In UK English chocolates are thought of as sweets but distinct enough from other sweets to need special mention -"a box of sweets" would never be "a box of chocolates". Looks like Welsh has the same distinction.


I'm not from the UK but I've felt this way about chocolate my whole life. Glad I'm not the only one who thinks like this like all my friends say.


I suppose language is the point where social life and individuality meet, and sometimes disagree.


Yes, a sweet is a candy and yes, a chocolate would count as a sweet. I guess there could be a context where 'sweet' would imply 'other than a chocolate'.

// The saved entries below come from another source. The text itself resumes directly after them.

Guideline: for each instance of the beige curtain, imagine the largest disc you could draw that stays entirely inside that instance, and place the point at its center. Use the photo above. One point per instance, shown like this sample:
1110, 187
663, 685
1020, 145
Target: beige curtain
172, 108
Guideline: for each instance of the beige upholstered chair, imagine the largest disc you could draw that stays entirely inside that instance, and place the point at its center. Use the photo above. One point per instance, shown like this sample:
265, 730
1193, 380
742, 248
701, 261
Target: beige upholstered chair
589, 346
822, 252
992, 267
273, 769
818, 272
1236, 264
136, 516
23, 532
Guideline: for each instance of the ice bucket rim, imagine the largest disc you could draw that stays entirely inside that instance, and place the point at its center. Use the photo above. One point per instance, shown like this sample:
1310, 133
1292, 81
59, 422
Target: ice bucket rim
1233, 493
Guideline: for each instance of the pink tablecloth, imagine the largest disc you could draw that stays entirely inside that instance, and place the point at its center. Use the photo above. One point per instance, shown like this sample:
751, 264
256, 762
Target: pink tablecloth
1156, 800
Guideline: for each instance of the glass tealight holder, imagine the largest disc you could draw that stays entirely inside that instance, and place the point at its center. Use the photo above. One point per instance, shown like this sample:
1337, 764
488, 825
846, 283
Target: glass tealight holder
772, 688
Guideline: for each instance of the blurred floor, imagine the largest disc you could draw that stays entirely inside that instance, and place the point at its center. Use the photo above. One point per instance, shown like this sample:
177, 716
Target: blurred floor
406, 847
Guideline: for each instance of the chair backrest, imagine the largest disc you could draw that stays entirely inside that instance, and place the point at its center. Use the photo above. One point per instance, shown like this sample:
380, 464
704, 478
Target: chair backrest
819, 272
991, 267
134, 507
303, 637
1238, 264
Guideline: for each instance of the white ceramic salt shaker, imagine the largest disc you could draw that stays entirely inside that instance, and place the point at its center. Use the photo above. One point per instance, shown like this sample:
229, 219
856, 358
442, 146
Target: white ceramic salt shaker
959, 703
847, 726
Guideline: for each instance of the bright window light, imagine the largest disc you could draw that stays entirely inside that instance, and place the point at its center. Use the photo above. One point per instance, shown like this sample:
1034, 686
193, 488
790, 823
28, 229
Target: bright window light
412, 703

"May I have chocolate and sweets" is accepted, but how about "May I have some chocolate and some sweets"?

As regards siocled vs. losin, in a UK context it's normal to make the distinction. I'd reserve "sweets" for the sugary variety. I'd expect to find chocolate in a sweet shop (excellent traditional example in Biwmaris!) but would go to a dedicated shop for the really good stuff. "Gwesty Siocled" anybody?

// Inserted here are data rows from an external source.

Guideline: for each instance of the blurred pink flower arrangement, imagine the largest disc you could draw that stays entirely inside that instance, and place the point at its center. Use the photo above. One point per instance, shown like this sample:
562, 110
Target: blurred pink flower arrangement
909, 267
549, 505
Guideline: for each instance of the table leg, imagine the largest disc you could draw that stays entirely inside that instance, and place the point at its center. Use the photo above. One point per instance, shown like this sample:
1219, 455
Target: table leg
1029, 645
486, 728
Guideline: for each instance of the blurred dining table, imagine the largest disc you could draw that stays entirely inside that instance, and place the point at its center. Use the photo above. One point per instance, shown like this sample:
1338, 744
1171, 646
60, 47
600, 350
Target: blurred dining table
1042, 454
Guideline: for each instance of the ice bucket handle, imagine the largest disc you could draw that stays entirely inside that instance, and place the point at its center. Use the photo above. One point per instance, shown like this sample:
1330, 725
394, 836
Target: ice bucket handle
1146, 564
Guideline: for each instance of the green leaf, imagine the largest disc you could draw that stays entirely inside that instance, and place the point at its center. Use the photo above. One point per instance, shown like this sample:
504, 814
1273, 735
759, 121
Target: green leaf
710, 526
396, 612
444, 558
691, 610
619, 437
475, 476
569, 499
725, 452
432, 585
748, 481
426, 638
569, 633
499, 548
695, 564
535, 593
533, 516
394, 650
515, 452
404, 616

Being Australian, I was both amused and saddened to discover that 'losin' can't be translated in this course to 'lolly.' :P It's no big thing, just a regional matter, but it made me chuckle.


Yes. Unlike British English, Australian and New Zealand English use "lolly" to mean any sweets, while the British prefer to use it to mean money, lollipop and icy pole.


Why Do I Always Hear "A Losin" As A Weird Pronounciation Of "Allison"?


I think every Allison I've known has been sweetly dispositioned!


I’m sure my grandchildren wrote this.


Exactly what i put, but I was corrected!!!! You have a typo. May I have chocolate & sweets?